In this project I use my own designed Regression and DataTable packages to predict a CO2 Emission based on car characteristics.
I'll walk you through this process of model definition, fine-tuning and evaluation. You might want to jump to the interesting section immediately.
I had developed my own Pandas-like simplified package data_reader.py to fetch different kind of data faster that Pandas can do and contains main features for Regression AI like data preparation for training/testing, split data, adding new features, creating combined one, ploting and many others.
In addition, to enhance my AI regression model's knowledge, I designed a regression.py package based on gradient descent technique to traing a (linear, non-linear, multi-variable) regression model with a various model parameters like number of iterations (epoch), learning rate (alpha) and regularization coefficient (regul). Moreover there is logs feature to monitor regression model learning and evaluation of its performance.

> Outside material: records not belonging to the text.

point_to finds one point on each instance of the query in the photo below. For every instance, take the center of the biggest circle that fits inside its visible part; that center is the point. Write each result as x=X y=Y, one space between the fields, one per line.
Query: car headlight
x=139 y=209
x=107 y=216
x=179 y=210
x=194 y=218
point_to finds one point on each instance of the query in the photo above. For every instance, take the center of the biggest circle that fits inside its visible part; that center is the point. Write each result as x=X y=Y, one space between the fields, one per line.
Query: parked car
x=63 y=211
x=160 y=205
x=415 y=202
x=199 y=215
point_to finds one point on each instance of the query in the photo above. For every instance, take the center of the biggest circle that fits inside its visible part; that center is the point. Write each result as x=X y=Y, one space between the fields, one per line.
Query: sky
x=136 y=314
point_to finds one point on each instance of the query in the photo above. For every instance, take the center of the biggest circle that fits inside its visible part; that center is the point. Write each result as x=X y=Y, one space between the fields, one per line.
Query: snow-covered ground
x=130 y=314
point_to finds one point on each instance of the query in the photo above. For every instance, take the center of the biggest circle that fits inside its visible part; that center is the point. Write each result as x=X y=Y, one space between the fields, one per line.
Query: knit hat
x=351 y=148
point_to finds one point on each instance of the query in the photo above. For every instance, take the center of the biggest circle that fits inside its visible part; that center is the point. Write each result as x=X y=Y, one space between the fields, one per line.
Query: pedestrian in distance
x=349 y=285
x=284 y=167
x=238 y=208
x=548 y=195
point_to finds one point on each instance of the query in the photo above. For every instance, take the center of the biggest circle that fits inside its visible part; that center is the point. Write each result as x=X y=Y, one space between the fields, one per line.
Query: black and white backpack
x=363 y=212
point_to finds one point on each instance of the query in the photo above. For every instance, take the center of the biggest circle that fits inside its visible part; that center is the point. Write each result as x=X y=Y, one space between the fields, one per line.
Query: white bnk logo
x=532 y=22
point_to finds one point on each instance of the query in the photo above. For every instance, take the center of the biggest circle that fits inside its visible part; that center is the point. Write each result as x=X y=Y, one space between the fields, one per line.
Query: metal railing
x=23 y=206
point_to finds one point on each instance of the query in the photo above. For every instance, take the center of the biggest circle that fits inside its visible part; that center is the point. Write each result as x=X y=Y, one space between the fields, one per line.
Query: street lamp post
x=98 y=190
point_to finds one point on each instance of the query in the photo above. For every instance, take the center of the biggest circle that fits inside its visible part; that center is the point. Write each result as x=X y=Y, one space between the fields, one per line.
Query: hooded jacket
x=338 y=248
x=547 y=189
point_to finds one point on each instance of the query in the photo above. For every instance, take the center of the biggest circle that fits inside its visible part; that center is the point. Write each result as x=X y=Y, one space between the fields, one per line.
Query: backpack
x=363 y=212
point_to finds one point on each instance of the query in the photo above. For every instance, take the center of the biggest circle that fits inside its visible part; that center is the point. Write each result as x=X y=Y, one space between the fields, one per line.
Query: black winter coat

All these features and techniques I would like to show in this notebook.
For additional package usage, refer to doxy in its src code.
For that session, I'm going to use a FuelConsumtion.csv file, which contains table-like structure of data of how different parameters of the car impact on CO2 Emission. It might be interesting to try to predict how much particular car model will produce CO2.
Import all necessary libs (yeah, matplotlib will be used just to make a nice visualization. And random lib as well).
import data_reader as dr
import regression.regression as regression
import matplotlib.pyplot as plt
from mpl_toolkits.mplot3d import Axes3D
I had collected helper functions/stripts in helper_methods.py
from helper_methods import *
To upload data, let's use DataTable (like dataFrame from Pandas) from data_reader.py.
main_data_table = dr.DataTable("data/FuelConsumption.csv")
This DataTable is very suitable for a small-middle range data size, because with current implementation it stores all data into a main memory.
main_data_table.head # returns labels of each column
['MODELYEAR', 'MAKE', 'MODEL', 'VEHICLECLASS', 'ENGINESIZE', 'CYLINDERS', 'TRANSMISSION', 'FUELTYPE', 'FUELCONSUMPTION_CITY', 'FUELCONSUMPTION_HWY', 'FUELCONSUMPTION_COMB', 'FUELCONSUMPTION_COMB_MPG', 'CO2EMISSIONS']
len(main_data_table) # shows how many rows of data we have
1067
By default, there are no features and target pre-defined. Features - set of parameters we are going to use for our model to train it; target - set of outcome we desire to have from our trained model.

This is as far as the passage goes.